RADARPEKALONGAN.ID, KOTA PEKALONGAN – Wakil Wali Kota Pekalongan, Balgis Diab, mengimbau seluruh pasangan suami istri, khususnya pengantin baru, untuk terus menjaga keharmonisan rumah tangga demi membangun keluarga yang berkualitas. Imbauan ini disampaikannya usai membuka Rapat Koordinasi Kelompok Kerja (Pokja) Badan Penasihatan Pembinaan dan Pelestarian Perkawinan (BP4) tingkat kecamatan di Aula Kantor Kecamatan Pekalongan Timur.
Dalam kapasitasnya sebagai Ketua BP4 Kota Pekalongan, Balgis menyoroti pentingnya kesiapan mental dan kedewasaan usia sebelum melangkah ke jenjang pernikahan. Menurut dia, pernikahan di bawah umur yang belum memenuhi standar ketentuan perundang-undangan memiliki kerentanan tinggi berujung pada perceraian.
“Memang di bulan Syawal ini banyak masyarakat yang melangsungkan pernikahan. Kami berharap pasangan yang menikah benar-benar telah memenuhi aturan, terutama dari sisi usia. Hal ini penting karena pernikahan di bawah usia dewasa cukup rentan terhadap perceraian,” ujar Balgis dalam keterangannya.
Baca Juga:Kejutan Muscab! Niken Larasati Mundur dari Bursa Ketua PKB Kendal, Pilih Fokus Urus Muslimat NUHadiri Harlah ke-80, Wawalkot Balgis Minta Muslimat NU Jawab Tantangan Zaman
Balgis tidak memungkiri bahwa grafik perceraian saat ini tengah menunjukkan tren peningkatan, tidak terkecuali di Kota Pekalongan.

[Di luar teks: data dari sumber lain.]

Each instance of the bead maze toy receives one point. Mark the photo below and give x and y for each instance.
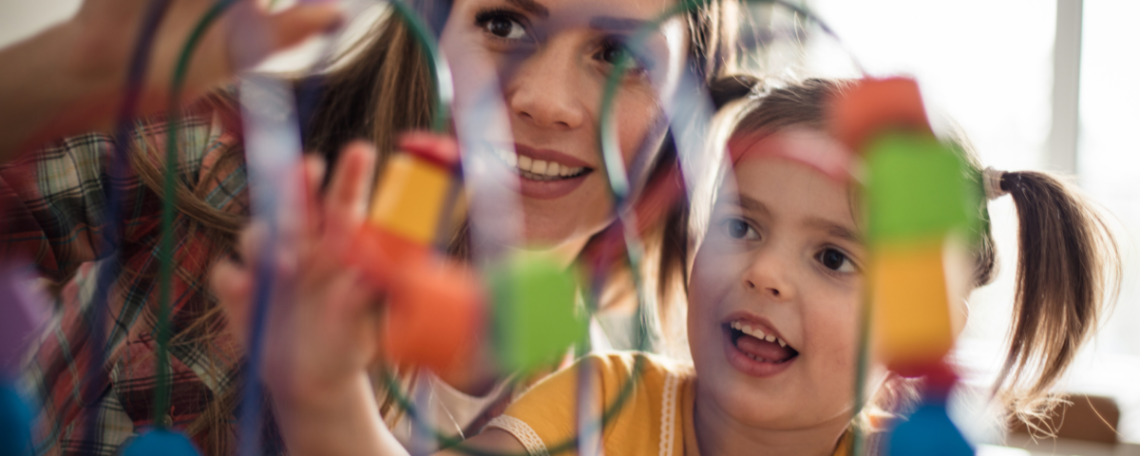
(917, 195)
(530, 309)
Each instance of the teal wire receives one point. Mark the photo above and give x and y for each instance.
(167, 243)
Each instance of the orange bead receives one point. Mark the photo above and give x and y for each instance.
(874, 106)
(434, 316)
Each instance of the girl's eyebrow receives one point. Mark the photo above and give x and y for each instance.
(748, 204)
(616, 24)
(833, 229)
(532, 7)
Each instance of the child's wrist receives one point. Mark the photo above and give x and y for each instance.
(342, 420)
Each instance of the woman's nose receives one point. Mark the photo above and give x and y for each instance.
(546, 90)
(767, 275)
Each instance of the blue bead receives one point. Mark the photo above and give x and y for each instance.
(929, 432)
(161, 442)
(15, 422)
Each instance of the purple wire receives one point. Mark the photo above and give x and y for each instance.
(111, 239)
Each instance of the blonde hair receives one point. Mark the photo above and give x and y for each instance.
(380, 87)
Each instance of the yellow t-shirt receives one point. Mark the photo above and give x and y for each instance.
(657, 417)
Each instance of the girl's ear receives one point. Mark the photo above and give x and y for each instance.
(729, 89)
(1068, 266)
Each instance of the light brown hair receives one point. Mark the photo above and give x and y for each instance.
(1068, 262)
(379, 88)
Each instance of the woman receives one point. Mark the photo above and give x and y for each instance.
(551, 58)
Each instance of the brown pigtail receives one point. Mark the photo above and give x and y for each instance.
(1068, 266)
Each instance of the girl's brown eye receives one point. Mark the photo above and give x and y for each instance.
(502, 25)
(739, 229)
(836, 260)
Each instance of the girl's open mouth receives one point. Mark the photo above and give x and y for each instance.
(754, 351)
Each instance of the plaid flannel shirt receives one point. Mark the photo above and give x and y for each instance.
(55, 213)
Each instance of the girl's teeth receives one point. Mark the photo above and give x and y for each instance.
(757, 333)
(537, 167)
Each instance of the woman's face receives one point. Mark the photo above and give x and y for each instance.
(775, 293)
(551, 59)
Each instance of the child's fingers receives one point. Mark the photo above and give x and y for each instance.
(347, 201)
(293, 25)
(314, 168)
(231, 285)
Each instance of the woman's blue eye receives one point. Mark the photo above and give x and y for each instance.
(612, 47)
(740, 229)
(502, 25)
(836, 260)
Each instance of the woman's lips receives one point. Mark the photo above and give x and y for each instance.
(550, 189)
(543, 173)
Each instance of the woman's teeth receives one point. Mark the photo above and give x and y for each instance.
(537, 169)
(743, 327)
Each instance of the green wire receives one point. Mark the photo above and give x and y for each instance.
(167, 243)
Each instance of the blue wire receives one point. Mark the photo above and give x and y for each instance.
(111, 270)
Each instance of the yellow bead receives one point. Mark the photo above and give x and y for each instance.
(409, 197)
(911, 315)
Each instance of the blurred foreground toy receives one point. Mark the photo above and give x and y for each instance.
(437, 308)
(535, 317)
(161, 441)
(918, 195)
(434, 308)
(21, 315)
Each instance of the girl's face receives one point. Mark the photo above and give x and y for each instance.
(551, 59)
(775, 293)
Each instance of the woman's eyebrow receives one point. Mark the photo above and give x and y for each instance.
(616, 24)
(532, 7)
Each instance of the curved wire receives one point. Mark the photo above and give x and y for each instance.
(619, 180)
(167, 243)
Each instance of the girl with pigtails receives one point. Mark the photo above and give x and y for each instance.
(774, 279)
(550, 58)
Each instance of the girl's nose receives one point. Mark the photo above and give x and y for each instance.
(547, 92)
(767, 275)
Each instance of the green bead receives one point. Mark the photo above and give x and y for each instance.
(535, 314)
(918, 188)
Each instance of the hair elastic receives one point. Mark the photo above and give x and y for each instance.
(991, 180)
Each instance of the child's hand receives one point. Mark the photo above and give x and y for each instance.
(323, 322)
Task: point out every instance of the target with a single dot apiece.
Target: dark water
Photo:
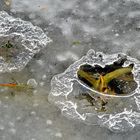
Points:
(75, 27)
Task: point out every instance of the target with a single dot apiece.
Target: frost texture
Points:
(29, 40)
(127, 109)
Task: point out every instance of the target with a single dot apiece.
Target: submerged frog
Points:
(112, 79)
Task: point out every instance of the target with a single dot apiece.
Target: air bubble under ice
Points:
(123, 112)
(27, 40)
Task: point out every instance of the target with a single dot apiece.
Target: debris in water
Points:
(100, 89)
(19, 42)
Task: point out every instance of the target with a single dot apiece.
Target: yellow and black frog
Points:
(112, 80)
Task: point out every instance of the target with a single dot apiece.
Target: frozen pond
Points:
(75, 27)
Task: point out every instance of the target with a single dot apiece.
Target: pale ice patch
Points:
(26, 38)
(123, 114)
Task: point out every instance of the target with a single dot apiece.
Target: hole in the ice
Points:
(113, 79)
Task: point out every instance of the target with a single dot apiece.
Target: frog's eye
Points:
(96, 76)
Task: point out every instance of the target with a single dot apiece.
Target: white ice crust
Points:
(62, 86)
(31, 40)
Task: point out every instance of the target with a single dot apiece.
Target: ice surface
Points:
(26, 39)
(125, 114)
(107, 26)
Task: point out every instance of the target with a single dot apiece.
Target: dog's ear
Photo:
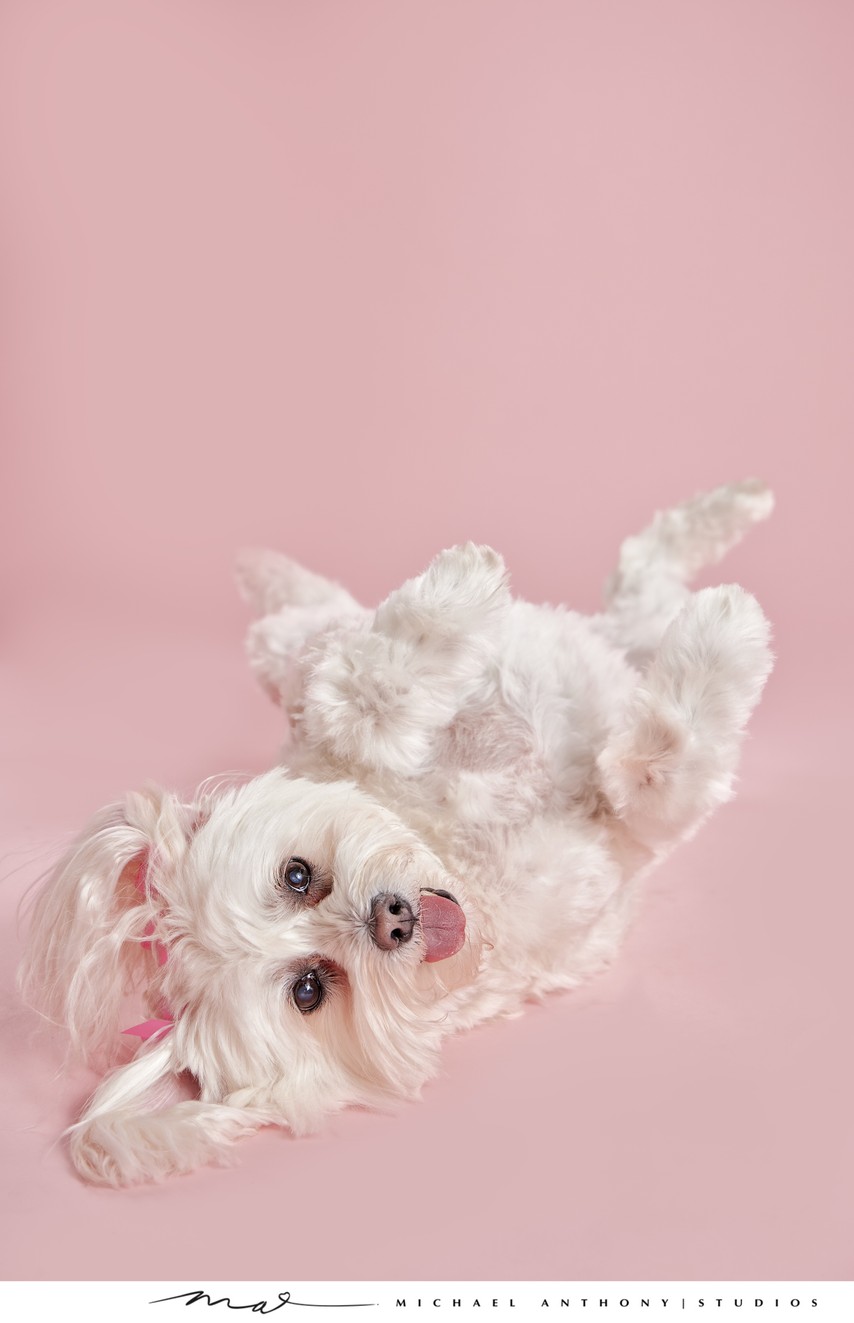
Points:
(85, 947)
(126, 1134)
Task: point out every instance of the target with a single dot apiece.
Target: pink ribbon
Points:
(150, 1028)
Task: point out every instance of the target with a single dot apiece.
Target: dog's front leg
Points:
(124, 1139)
(673, 757)
(378, 699)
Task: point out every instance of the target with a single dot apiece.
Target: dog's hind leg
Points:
(673, 756)
(649, 584)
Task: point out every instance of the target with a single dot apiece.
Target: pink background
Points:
(360, 281)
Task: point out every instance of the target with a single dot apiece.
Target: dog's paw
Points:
(463, 590)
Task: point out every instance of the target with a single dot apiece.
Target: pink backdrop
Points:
(360, 281)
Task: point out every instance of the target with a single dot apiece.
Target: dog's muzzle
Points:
(440, 920)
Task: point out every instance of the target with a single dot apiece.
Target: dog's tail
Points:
(649, 584)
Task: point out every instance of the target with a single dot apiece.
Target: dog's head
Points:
(302, 938)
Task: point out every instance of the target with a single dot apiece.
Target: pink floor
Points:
(360, 282)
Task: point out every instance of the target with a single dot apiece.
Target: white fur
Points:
(532, 761)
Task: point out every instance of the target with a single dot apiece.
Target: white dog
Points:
(472, 791)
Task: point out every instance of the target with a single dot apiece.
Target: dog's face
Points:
(306, 936)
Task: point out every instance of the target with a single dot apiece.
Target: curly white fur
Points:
(529, 761)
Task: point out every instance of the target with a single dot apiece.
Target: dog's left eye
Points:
(307, 992)
(296, 875)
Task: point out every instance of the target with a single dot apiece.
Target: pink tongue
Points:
(443, 926)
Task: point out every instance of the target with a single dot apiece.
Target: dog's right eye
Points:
(296, 876)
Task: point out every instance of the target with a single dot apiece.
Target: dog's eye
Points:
(296, 875)
(307, 992)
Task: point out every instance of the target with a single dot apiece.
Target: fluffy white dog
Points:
(472, 791)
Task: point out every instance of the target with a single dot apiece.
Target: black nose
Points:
(391, 921)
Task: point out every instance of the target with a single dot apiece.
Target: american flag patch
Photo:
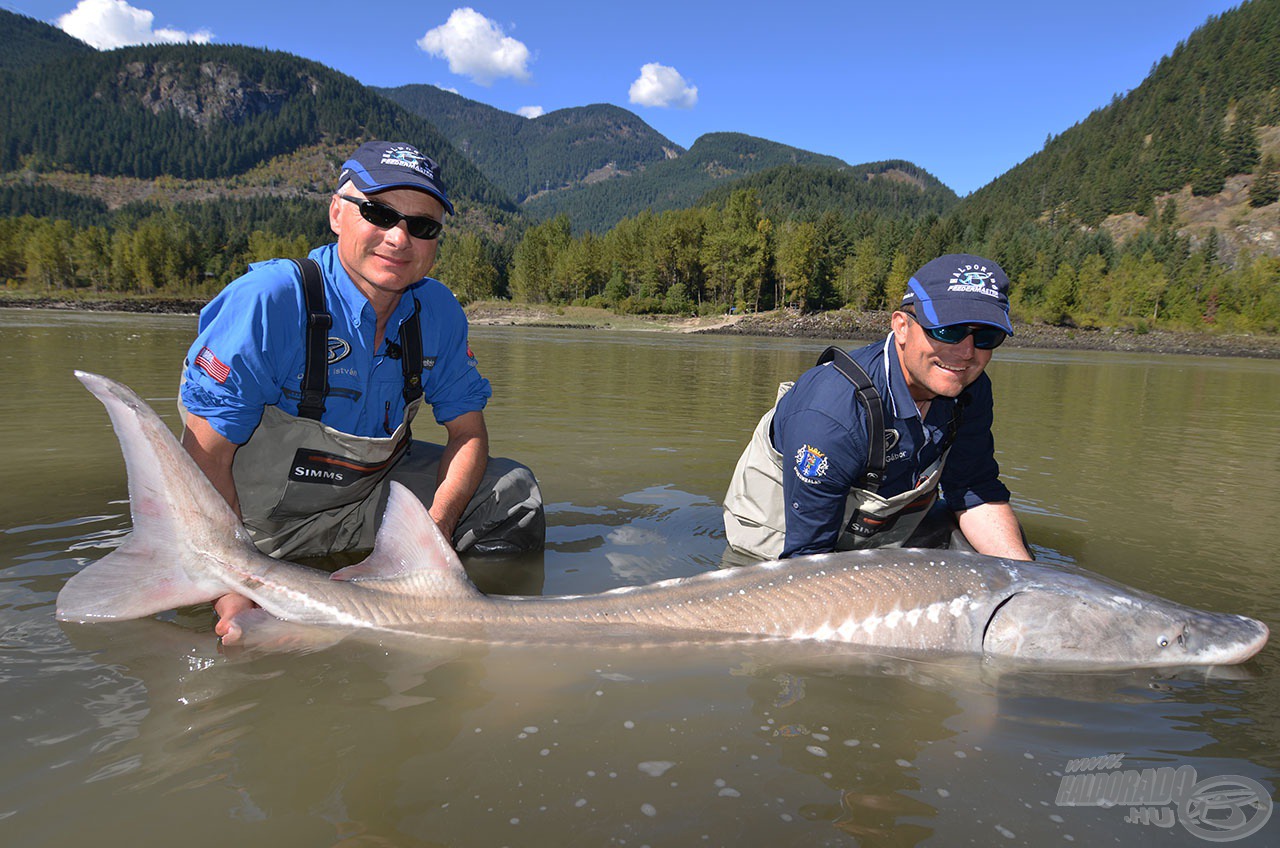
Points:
(211, 365)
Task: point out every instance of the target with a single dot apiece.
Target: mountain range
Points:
(196, 122)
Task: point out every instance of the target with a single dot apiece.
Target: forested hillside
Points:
(805, 191)
(165, 169)
(199, 112)
(549, 153)
(1196, 121)
(714, 159)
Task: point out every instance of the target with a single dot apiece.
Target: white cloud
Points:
(114, 23)
(475, 46)
(662, 86)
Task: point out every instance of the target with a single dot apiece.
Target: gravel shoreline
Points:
(839, 324)
(845, 324)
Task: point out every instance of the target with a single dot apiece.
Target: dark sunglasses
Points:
(384, 218)
(984, 338)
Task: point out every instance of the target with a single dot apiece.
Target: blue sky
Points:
(963, 90)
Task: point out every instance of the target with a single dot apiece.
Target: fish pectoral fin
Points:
(410, 542)
(127, 584)
(259, 632)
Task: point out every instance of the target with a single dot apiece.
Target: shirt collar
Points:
(900, 396)
(357, 305)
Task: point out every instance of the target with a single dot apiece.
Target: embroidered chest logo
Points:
(810, 464)
(891, 440)
(338, 350)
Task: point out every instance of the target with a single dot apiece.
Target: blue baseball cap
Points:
(959, 288)
(378, 165)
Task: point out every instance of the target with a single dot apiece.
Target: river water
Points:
(1160, 472)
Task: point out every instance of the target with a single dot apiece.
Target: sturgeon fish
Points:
(187, 547)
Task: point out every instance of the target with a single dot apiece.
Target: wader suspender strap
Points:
(315, 372)
(871, 401)
(411, 355)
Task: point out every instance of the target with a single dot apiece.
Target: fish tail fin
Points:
(411, 548)
(172, 502)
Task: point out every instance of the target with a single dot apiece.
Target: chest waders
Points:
(755, 509)
(306, 488)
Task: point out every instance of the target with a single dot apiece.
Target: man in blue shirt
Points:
(301, 386)
(855, 452)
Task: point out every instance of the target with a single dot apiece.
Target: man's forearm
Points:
(462, 466)
(214, 455)
(993, 529)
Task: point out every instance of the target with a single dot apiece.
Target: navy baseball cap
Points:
(378, 165)
(959, 288)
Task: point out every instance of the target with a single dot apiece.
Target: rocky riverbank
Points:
(840, 324)
(848, 324)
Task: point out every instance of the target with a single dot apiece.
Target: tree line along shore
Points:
(784, 323)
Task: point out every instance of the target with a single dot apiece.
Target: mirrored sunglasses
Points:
(983, 337)
(384, 218)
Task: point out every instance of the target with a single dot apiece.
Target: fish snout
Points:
(1221, 639)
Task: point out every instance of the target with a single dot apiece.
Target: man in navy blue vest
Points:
(814, 479)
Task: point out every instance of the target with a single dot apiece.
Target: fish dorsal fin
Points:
(411, 550)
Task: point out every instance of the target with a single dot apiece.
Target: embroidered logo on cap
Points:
(974, 278)
(408, 158)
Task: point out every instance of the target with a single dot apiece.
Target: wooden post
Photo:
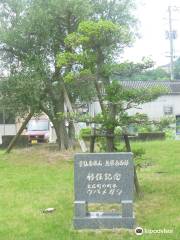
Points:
(15, 138)
(76, 126)
(136, 182)
(92, 140)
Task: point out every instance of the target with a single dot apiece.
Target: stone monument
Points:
(103, 178)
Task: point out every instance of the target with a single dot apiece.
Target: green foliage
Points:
(85, 133)
(177, 69)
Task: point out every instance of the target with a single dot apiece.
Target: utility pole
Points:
(171, 37)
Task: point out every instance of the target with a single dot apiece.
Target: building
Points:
(165, 105)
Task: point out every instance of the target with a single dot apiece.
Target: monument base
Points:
(100, 220)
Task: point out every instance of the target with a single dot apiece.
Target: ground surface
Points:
(34, 179)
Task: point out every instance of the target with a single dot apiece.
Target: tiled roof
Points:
(173, 87)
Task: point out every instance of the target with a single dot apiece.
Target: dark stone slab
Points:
(103, 178)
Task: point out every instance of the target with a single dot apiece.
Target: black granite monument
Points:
(103, 178)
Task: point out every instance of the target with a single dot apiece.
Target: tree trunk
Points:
(136, 182)
(61, 133)
(15, 138)
(71, 134)
(110, 140)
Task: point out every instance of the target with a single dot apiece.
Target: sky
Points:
(153, 17)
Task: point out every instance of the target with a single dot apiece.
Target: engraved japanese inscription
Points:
(103, 177)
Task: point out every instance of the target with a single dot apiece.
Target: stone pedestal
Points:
(103, 178)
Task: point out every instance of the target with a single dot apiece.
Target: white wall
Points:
(8, 129)
(155, 109)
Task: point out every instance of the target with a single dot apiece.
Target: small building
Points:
(165, 105)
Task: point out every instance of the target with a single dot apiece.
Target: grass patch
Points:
(36, 178)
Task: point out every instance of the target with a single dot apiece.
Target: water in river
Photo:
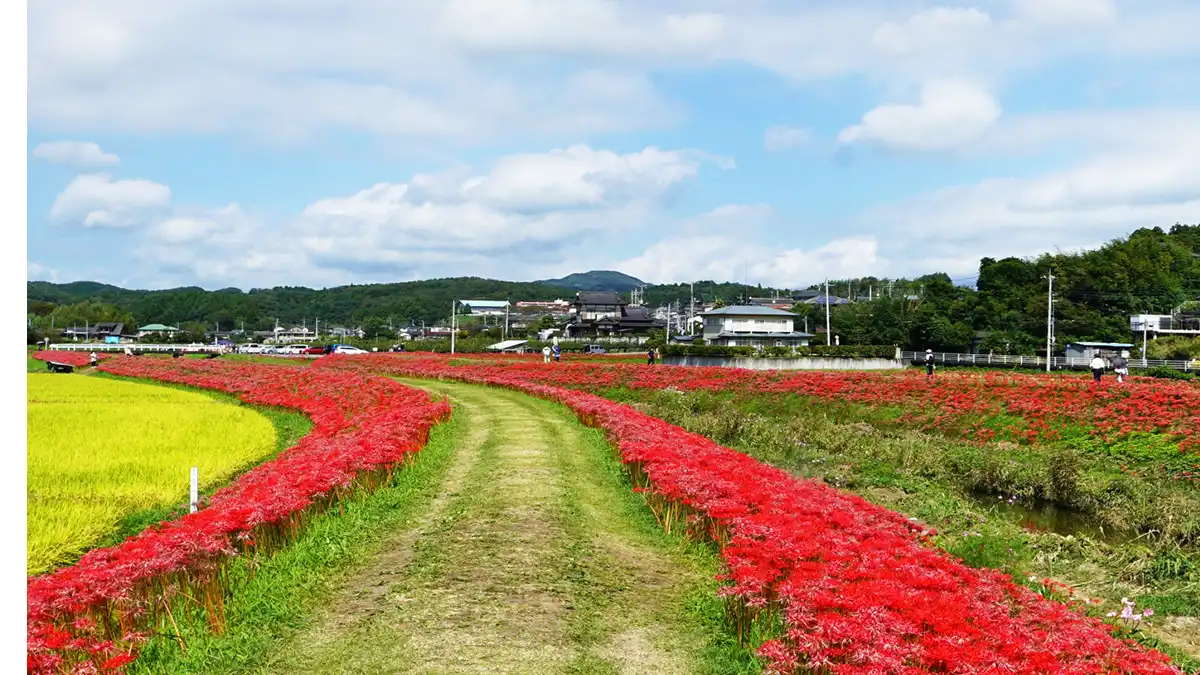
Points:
(1048, 517)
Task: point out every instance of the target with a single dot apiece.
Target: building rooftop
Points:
(748, 310)
(796, 334)
(507, 345)
(485, 304)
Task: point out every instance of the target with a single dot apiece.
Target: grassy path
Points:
(534, 557)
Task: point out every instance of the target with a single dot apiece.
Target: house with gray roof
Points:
(753, 326)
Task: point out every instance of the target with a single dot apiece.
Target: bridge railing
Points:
(1009, 360)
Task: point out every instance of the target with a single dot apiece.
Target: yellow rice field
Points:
(101, 449)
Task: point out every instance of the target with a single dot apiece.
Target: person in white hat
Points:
(1121, 366)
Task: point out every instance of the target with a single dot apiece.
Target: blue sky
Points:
(259, 143)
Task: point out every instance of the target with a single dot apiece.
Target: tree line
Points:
(1149, 272)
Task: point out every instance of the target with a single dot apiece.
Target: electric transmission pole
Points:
(828, 333)
(1049, 321)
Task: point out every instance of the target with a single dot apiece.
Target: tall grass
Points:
(101, 449)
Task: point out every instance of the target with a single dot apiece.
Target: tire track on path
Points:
(531, 560)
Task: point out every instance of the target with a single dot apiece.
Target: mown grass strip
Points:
(279, 596)
(634, 589)
(600, 491)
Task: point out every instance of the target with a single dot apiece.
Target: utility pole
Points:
(1144, 322)
(1050, 321)
(828, 333)
(691, 310)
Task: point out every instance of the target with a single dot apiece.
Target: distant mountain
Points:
(597, 280)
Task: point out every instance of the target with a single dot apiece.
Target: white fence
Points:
(951, 358)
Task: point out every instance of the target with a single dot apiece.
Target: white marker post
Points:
(196, 488)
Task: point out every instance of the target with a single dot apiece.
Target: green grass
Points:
(935, 479)
(535, 557)
(286, 590)
(700, 610)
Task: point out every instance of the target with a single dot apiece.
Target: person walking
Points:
(1097, 368)
(1121, 366)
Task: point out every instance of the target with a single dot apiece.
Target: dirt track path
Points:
(531, 560)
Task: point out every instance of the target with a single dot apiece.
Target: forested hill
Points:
(597, 280)
(427, 300)
(1096, 291)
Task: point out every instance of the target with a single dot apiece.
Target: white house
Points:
(486, 308)
(294, 334)
(750, 326)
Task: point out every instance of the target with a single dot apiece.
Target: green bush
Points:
(1167, 372)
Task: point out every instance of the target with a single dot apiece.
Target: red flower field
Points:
(858, 587)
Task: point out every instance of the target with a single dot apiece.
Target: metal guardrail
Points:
(985, 360)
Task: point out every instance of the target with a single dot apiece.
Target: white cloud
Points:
(726, 258)
(39, 272)
(1071, 12)
(931, 30)
(948, 115)
(529, 215)
(95, 199)
(467, 73)
(779, 138)
(77, 153)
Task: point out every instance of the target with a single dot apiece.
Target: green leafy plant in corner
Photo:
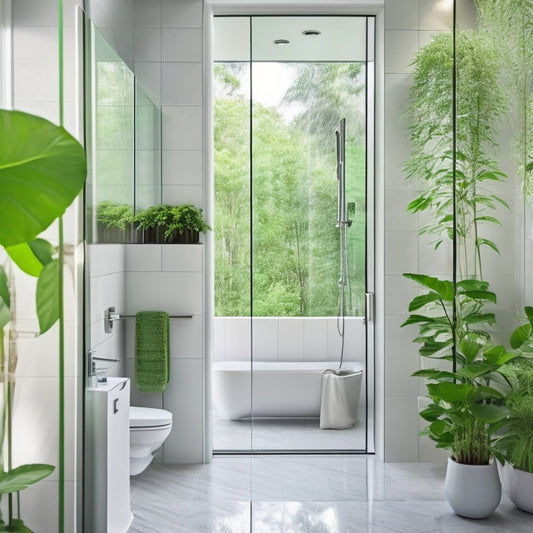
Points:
(185, 217)
(480, 108)
(465, 407)
(113, 215)
(114, 222)
(168, 219)
(42, 170)
(514, 440)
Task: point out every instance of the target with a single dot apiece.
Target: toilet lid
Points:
(149, 417)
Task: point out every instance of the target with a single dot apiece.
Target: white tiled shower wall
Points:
(287, 339)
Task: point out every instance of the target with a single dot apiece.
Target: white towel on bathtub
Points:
(340, 399)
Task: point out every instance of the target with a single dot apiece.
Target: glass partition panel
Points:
(147, 151)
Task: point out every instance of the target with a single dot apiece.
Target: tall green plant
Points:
(509, 23)
(514, 441)
(42, 170)
(433, 161)
(464, 407)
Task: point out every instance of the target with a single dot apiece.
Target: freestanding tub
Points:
(279, 388)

Ia memandang masifnya digitalisasi menjadi salah satu faktor eksternal yang turut membawa dinamika baru dan memicu konflik dalam bahtera rumah tangga.
Merespons fenomena tersebut, BP4 Kota Pekalongan bersama jajaran di tingkat kecamatan terus mengintensifkan program edukasi, motivasi, serta pendampingan bagi pasangan suami istri. Langkah preventif ini bertujuan agar pernikahan yang didera konflik dapat dimediasi dan dipertahankan.
“Melalui BP4, kami terus melakukan edukasi bahwa jika pernikahan masih bisa dipertahankan, maka sebaiknya dipertahankan. Namun jika memang harus berakhir, diharapkan dapat diselesaikan dengan baik tanpa menimbulkan hal-hal yang tidak diinginkan, serta tetap menjaga silaturahmi,” kata Balgis memaparkan peran lembaganya.
Tingginya Animo Pernikahan di Bulan Syawal
Di sisi lain, Kepala Seksi Bimbingan Masyarakat (Bimas) Islam Kementerian Agama (Kemenag) Kota Pekalongan, Mohamad Arifudin, membenarkan bahwa intensitas pernikahan di Kota Pekalongan selama bulan Syawal tahun ini tergolong cukup tinggi.
Masyarakat luas masih memegang kuat kepercayaan bahwa Syawal adalah bulan yang sarat akan keberkahan untuk memulai biduk rumah tangga.